Logo no ínicio da obra, a protagonista adentra, gradativamente, numa história de amor e ódio e numa série de diálogos espirituosos com Darcy, dois personagens que, no seu orgulho e preconceito, são duramente iguais. Ele a desdenha por ela ser uma ameaça ao seu conforto social e sentimental;  ela o desdenha perante sua arrogância e prepotência que, no decorrer do livro, nota-se que se trata de um meio de defesa quando os fantasmas adormecidos que habitam seu coração são despertados por Lizzie, e também é decorrência dos conflitos de classe da sociedade da época, uma vez que a protagonista da trama é de um estrato social inferior ao dele.  Mr.

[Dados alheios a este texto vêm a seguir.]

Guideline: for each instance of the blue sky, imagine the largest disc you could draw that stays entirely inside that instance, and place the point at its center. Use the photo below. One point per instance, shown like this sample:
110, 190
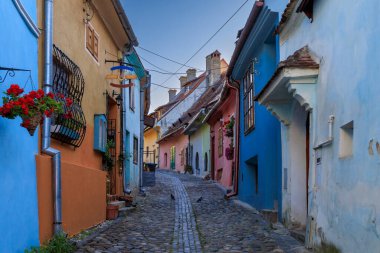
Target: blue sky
177, 29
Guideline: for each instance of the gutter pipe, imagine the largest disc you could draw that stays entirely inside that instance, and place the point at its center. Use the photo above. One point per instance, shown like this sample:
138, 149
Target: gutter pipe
46, 141
27, 19
142, 114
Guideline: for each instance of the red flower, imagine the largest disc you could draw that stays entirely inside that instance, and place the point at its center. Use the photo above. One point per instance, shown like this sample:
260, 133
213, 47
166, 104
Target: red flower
25, 123
69, 102
14, 90
68, 115
51, 95
40, 94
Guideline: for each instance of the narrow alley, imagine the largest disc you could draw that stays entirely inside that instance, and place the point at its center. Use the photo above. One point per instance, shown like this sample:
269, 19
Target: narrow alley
199, 219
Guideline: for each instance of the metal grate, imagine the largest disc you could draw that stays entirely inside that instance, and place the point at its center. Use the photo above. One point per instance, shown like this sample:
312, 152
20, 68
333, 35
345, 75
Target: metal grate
68, 80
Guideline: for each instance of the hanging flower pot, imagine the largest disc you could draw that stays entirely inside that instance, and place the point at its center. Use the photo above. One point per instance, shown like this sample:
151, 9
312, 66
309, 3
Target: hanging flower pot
32, 106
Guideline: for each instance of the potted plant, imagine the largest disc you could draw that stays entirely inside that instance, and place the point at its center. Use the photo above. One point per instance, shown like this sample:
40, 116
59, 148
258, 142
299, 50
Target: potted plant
33, 106
229, 127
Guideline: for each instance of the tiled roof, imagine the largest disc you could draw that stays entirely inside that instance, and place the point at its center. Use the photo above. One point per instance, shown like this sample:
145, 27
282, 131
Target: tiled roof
300, 59
206, 100
286, 15
182, 94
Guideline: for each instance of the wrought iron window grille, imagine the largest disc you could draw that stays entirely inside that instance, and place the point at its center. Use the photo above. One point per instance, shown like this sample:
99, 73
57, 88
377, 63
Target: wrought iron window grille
68, 80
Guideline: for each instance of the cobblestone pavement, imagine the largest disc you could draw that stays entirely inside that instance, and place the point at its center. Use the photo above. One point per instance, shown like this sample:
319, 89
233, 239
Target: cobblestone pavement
191, 224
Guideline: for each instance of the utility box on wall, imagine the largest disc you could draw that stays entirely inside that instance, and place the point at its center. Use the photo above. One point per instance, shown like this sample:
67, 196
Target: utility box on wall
100, 132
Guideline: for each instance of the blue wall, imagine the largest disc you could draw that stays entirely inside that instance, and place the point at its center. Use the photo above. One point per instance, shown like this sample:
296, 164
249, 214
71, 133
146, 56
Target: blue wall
18, 185
261, 146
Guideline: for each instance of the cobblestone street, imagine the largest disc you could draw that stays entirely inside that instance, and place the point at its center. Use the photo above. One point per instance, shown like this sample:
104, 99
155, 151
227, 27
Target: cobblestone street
198, 219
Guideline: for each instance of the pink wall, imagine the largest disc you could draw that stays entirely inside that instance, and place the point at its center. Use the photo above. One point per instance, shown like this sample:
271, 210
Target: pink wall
180, 142
227, 108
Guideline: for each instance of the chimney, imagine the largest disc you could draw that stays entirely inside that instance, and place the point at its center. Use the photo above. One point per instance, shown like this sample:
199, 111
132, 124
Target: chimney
183, 80
172, 93
213, 68
191, 74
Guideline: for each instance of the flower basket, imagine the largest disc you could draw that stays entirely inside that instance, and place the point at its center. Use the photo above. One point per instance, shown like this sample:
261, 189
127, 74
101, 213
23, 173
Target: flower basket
33, 106
31, 123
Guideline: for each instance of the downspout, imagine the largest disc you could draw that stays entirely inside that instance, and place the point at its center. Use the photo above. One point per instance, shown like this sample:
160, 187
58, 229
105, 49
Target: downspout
231, 83
142, 114
47, 87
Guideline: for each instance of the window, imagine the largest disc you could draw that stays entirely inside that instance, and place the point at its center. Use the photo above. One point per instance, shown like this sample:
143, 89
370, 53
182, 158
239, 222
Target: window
92, 41
182, 157
135, 150
220, 142
346, 140
249, 109
132, 97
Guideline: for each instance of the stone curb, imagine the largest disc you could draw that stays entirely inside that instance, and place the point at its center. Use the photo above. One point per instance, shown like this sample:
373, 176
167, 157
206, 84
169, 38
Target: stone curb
97, 232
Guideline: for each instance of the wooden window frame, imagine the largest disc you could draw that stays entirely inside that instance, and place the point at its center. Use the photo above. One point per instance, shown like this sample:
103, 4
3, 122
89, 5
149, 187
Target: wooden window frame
220, 142
92, 41
248, 100
135, 150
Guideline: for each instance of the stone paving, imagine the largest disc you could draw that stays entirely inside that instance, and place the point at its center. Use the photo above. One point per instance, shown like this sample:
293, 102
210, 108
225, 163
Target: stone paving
199, 219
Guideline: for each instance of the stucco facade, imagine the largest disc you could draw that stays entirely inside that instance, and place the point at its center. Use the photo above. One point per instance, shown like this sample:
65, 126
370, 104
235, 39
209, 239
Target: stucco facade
255, 60
83, 175
173, 160
343, 162
18, 187
223, 169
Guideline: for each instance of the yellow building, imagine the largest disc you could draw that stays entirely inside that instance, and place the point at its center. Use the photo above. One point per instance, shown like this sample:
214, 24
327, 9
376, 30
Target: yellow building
85, 35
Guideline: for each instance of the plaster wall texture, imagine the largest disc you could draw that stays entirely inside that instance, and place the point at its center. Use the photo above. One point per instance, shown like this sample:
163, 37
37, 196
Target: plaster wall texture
345, 190
200, 140
262, 145
132, 125
18, 187
69, 35
180, 142
221, 162
174, 113
150, 138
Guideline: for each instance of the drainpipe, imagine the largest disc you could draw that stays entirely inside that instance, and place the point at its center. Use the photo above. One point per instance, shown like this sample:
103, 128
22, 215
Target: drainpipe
47, 87
330, 137
142, 113
233, 84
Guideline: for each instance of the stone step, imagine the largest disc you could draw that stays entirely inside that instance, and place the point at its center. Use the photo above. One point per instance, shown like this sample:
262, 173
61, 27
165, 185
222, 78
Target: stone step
120, 204
125, 210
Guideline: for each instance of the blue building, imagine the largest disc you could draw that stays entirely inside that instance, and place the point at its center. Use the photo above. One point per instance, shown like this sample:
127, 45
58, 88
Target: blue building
18, 183
253, 63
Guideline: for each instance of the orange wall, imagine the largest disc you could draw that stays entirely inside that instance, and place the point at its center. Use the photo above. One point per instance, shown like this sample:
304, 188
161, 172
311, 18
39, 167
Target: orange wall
83, 197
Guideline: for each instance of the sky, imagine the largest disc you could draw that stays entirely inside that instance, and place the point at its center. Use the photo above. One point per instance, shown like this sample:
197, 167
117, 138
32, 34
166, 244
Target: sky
177, 29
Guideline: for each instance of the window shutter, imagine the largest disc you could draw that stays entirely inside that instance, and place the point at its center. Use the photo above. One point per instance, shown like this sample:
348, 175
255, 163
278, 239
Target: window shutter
89, 38
96, 45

Darcy, nos capítulos derradeiros do romance, já demonstra um tom gentil e afetuoso ao pedir Lizzie em casamento, fazendo jus aos finais clichês (um clichê só é clichê porque dá certo, não é mesmo?) felizes para sempre de Austen, porém, com um diferencial – a felicidade aqui não é forjada por convenção, tradição ou dinheiro.

Lizzie Bennet é um exemplo paradigmático das heroínas de Austen, que dá um grito de liberdade e poder às mulheres, quebrando barreiras sociais e se opondo à ideologia dominante. Curioso é que a consciência da identidade feminina é construída por Austen em seus romances quando ela permite às suas personagens o direito de rir. Elas não se insurgem diretamente aos mandos sociais, mas zombam, ironizam e riem. Não por acaso Elizabeth Bennet faz uma defesa do direito ao riso e sua necessidade.

Muitos outros protestos feministas podem ser identificados nos romances de Jane Austen. Fanny Price, no Mansfield Park, vive na casa dos tios, e recusa o casamento com Henry Crawford devido sua condição abastada. Em Persuasão quando Anne Elliot indaga o Capitão Harville sobre quem ama por mais tempo, o homem ou a mulher. Harville responde:

“Não creio ter aberto um único livro em minha vida que não falasse da inconstância feminina. Canções e provérbios sempre falam da volubilidade feminina. Mas talvez me dirá que foram escritos por homens.”

Ao passo que Anne replica:

“[…] por favor, não faça referência a exemplos de livros. Os homens levaram todas as vantagens sobre nós ao contar sua própria história. […] A pena esteve em suas mãos. Não posso admitir que os livros provem alguma coisa.”

Ora, em um mundo cuja história tenha sido escrita desde tempos imemoriais por homens, obviamente, teríamos nos livros um retrato da visão masculina dos fatos, e Anne já estava convicta disso. Austen se emancipa dessa tradição e dá voz às mulheres em suas narrativas, reproduzindo situações do dia-a-dia e tecendo, sutilmente, críticas à sociedade inglesa de seu tempo.

Em um diálogo contido na obra incompleta The Watsons, Emma Watson discute com sua irmã mais velha, Elizabeth, o casamento como válvula de escape, seja da pobreza, seja de uma família que não lhe agradava:

“Ser tão inclinada ao casamento – perseguir um homem por causa de uma situação – é algo que me choca; não consigo entender. A pobreza é um grande mal, mas para uma mulher educada e de sentimento, não pode ser dos males o pior. Eu preferiria ser professora em uma escola – e penso que nada poderia ser pior do que me casar com um homem de quem não gosto.”

A autonomia da vontade é característica marcante de suas heroínas. Ao abordar a temática do matrimônio em seus principais romances, ela encara os embates de sua realidade, suscitando discussões sobre os papéis sociais da mulher e as severas regras a que eram (?)  submetidas. A voz de Jane Austen ainda ecoa na contemporaneidade, como uma das escritora inglesas mais importantes de todos os tempos.